Since it doesn't follow the events of any particular film, Star Trek: The Video Game also has the freedom to introduce some new elements that you won’t see in the movies. There’s a newly rebuilt Vulcan planet, multiple permutations on the standard phaser, and even an old enemy: the gorn, a reptile species that made its debut during the classic "Arena" episode of the original series. Their look has been updated so that they now look like lizard men instead of men wearing rubber lizard suits.

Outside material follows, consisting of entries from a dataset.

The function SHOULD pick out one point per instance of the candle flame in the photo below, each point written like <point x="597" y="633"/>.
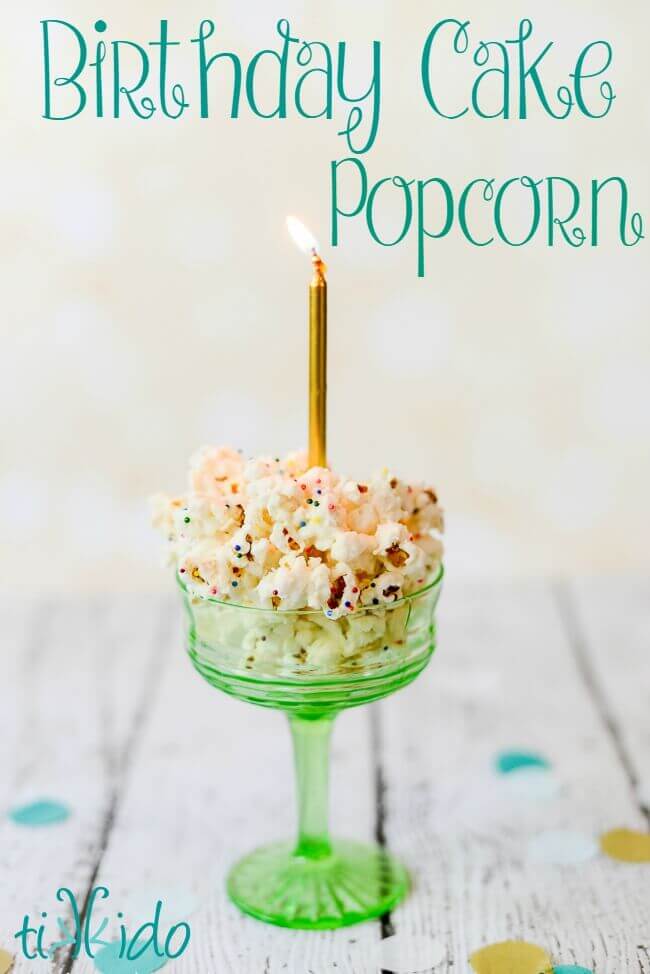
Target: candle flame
<point x="302" y="237"/>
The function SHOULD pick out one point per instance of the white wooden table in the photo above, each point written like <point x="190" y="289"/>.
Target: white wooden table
<point x="170" y="780"/>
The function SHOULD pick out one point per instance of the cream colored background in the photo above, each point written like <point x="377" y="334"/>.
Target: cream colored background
<point x="151" y="301"/>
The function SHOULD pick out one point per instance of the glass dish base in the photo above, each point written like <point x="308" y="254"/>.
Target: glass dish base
<point x="319" y="890"/>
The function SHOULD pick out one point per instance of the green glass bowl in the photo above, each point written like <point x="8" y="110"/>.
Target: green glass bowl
<point x="313" y="667"/>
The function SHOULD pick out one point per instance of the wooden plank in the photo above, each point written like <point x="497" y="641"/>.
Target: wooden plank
<point x="212" y="778"/>
<point x="505" y="677"/>
<point x="610" y="625"/>
<point x="71" y="697"/>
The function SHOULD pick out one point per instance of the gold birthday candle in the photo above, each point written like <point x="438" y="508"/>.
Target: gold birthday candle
<point x="317" y="345"/>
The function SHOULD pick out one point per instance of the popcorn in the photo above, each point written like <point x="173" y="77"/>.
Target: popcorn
<point x="276" y="534"/>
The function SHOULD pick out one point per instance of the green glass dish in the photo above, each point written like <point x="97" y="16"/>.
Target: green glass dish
<point x="312" y="668"/>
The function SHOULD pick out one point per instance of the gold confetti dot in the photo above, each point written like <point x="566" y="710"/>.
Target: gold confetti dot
<point x="511" y="957"/>
<point x="626" y="845"/>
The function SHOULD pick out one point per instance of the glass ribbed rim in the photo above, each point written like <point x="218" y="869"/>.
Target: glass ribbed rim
<point x="434" y="583"/>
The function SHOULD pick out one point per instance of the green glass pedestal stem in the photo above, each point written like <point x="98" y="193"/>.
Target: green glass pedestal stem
<point x="311" y="746"/>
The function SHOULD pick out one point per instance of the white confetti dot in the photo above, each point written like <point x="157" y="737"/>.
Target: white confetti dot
<point x="530" y="784"/>
<point x="410" y="953"/>
<point x="562" y="848"/>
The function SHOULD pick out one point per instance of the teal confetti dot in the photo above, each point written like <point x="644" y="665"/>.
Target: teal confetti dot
<point x="509" y="761"/>
<point x="108" y="961"/>
<point x="43" y="812"/>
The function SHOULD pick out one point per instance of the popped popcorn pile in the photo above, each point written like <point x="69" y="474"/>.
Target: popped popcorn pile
<point x="276" y="534"/>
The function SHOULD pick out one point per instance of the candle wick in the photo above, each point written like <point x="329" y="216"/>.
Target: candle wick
<point x="319" y="266"/>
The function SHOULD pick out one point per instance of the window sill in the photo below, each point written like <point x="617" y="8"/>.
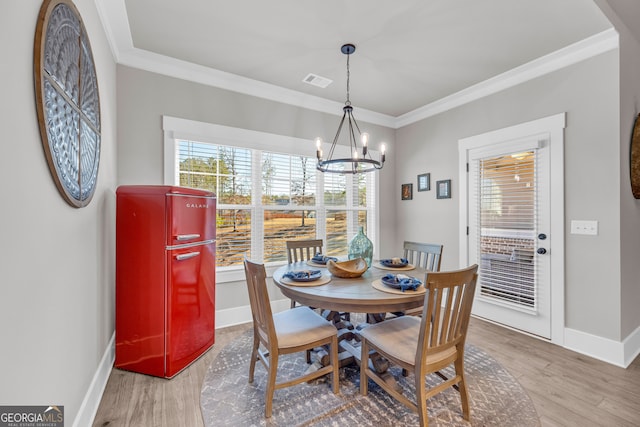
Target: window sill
<point x="236" y="274"/>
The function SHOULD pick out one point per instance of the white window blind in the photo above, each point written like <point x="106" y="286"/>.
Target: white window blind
<point x="506" y="218"/>
<point x="227" y="171"/>
<point x="266" y="198"/>
<point x="289" y="199"/>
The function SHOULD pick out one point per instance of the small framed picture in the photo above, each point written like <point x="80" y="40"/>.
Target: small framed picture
<point x="424" y="182"/>
<point x="407" y="191"/>
<point x="443" y="189"/>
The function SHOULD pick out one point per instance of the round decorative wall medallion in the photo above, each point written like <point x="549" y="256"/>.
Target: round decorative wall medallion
<point x="635" y="159"/>
<point x="67" y="100"/>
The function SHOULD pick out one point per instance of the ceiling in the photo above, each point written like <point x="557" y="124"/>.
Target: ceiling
<point x="409" y="53"/>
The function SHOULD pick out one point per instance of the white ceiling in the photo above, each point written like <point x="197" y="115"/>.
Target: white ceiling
<point x="410" y="54"/>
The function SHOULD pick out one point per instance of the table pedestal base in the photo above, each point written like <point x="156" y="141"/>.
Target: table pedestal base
<point x="349" y="350"/>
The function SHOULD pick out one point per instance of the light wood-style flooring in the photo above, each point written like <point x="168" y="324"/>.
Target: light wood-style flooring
<point x="567" y="388"/>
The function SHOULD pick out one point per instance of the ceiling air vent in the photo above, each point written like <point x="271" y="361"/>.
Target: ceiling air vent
<point x="316" y="80"/>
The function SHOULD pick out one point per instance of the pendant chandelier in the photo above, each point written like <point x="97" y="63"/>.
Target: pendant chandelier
<point x="357" y="163"/>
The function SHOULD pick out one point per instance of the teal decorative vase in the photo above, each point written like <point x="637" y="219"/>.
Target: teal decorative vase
<point x="361" y="247"/>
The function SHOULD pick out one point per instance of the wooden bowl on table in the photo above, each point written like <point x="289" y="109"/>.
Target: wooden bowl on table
<point x="347" y="269"/>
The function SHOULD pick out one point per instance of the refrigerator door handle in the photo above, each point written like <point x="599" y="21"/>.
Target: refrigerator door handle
<point x="182" y="257"/>
<point x="181" y="237"/>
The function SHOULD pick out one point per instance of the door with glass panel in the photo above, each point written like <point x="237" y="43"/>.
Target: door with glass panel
<point x="509" y="219"/>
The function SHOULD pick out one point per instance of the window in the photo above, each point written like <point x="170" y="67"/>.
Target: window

They now look like lizard men instead of men wearing rubber lizard suits

Real actors (bored as they may be) and nods to the original series are great additions, but it'll take much more than that to help Star Trek: The Video Game shed the stigma of being a movie tie-in. It looks and sounds like Star Trek, but playing it doesn't necessarily feel like Star Trek. It's more like a standard third-person action game, but with a Star Trek skin. Much like the Star Wars: The Force Unleashed series, it's a game you really want to work — there's so much about Star Trek that could make for an amazing and unique game, but that's not apparent in the portions we played. Any number of games let you scan the environment, which takes away much of the tricorder’s charm, for instance, while Kirk's ability to call in an Enterprise-powered airstrike just feels forced. We won't know for sure whether the lengthy development period was worth it until the game is released on PC, Xbox 360, and the PlayStation 3 on April 23rd, just a month before Into Darkness comes to theaters. Just don't go in expecting to fight a digital version of Benedict Cumberbatch.